36 Farmhouse (2022)
5/10
The greatest showman's magic has gone missing
22 January 2022
Subhash Ghai returns on screen after over 5 years through Mukta Searchlight's production of "36 Farmhouse", now streaming on Zee5. This venture of his first OTT release is directed by Ram Ramesh Sharma for a story written by Ghai, once called the greatest showman, and dialogues written by Sharad Tripathi. The story relates to a dysfunctional family and an event at this idyllic bungalow called 36 Farmhouse, somewhere in the outskirts of Mumbai during the 2020 lockdown period.

36 Farmhouse features Madhuri Bhatia as the ailing owner of the property living there with her eldest son played by Vijay Raaz and a bunch of staff for the maintenance and upkeep of the farmhouse. There's also a housekeeper played by Ashwini Kalsekar. The backdrop is that the property will pass into the sole ownership of the eldest son, an insolvent and broken individual, depriving the other heirs to it upon the mother's death. The younger brothers appointed a lawyer to meet the mother and drive better sense into her, but his very suggestion to do so on a rainy night to the eldest son meets with indignation and violence. The lawyer is bludgeoned and hurled into a well within the premises and left for dead without a trace. Over the next 48 hours, there is a flurry of strangers into the farmhouse, one seeking employment as a chef and another as a fashion designer who turn into residents on a heap of lies. Here onwards, there's a plot to steal some jewellery, another to blossom romance and a third to make the matriarch change her mind on her will to bequeath the property, all at play simultaneously with the central theme of a murder investigation.

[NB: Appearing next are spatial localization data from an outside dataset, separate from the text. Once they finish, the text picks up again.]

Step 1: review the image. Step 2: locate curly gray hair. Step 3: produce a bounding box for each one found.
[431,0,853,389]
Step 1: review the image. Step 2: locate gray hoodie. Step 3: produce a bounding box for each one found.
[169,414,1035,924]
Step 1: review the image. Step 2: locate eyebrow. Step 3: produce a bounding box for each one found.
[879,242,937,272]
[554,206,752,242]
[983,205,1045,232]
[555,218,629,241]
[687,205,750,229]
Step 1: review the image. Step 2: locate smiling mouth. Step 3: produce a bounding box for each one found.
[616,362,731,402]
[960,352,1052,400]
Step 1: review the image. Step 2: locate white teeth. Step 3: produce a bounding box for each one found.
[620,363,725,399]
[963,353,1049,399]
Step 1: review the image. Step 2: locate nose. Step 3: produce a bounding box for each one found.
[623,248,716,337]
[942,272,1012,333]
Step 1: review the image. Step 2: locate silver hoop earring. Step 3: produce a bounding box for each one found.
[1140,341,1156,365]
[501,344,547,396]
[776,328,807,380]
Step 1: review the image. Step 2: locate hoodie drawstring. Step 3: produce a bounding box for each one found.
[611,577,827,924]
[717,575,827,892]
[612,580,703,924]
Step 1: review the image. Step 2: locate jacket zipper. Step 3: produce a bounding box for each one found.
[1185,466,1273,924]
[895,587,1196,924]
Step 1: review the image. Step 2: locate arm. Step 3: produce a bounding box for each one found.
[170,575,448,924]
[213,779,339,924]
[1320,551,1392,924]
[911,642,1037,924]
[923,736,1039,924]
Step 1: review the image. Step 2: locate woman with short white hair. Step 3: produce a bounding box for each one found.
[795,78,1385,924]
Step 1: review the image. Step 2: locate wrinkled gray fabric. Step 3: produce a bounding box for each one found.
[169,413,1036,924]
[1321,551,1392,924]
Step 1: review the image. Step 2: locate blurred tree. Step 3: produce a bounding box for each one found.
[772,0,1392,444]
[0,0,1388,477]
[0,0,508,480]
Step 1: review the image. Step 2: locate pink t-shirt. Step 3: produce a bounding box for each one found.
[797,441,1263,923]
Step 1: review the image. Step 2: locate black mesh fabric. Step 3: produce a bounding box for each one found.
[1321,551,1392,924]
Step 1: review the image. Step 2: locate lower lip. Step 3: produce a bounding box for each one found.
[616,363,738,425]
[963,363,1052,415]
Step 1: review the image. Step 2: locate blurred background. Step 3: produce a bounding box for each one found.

Consequently, 36 Farmhouse is dealing with many genres at a time - comedy, murder mystery, romance, social issues and the fallout of lockdown on the migrant workers, spreading itself wafer thin in every segment. None of the issues creates any impression as it remains explored just on the surface, lacking depth. The comedy isn't credible, the murder mystery results in an uninteresting and convoluted plot, the romance is flat, the theft of jewellery is extraneous to the whole story, and the plight of the migrant workers is just a backdrop. As such, the 109 minute film doesn't succeed in achieving anything really - Subhash Ghai seems to have lost his midas touch and we are likely to forget this venture as just another average film that we stumbled across.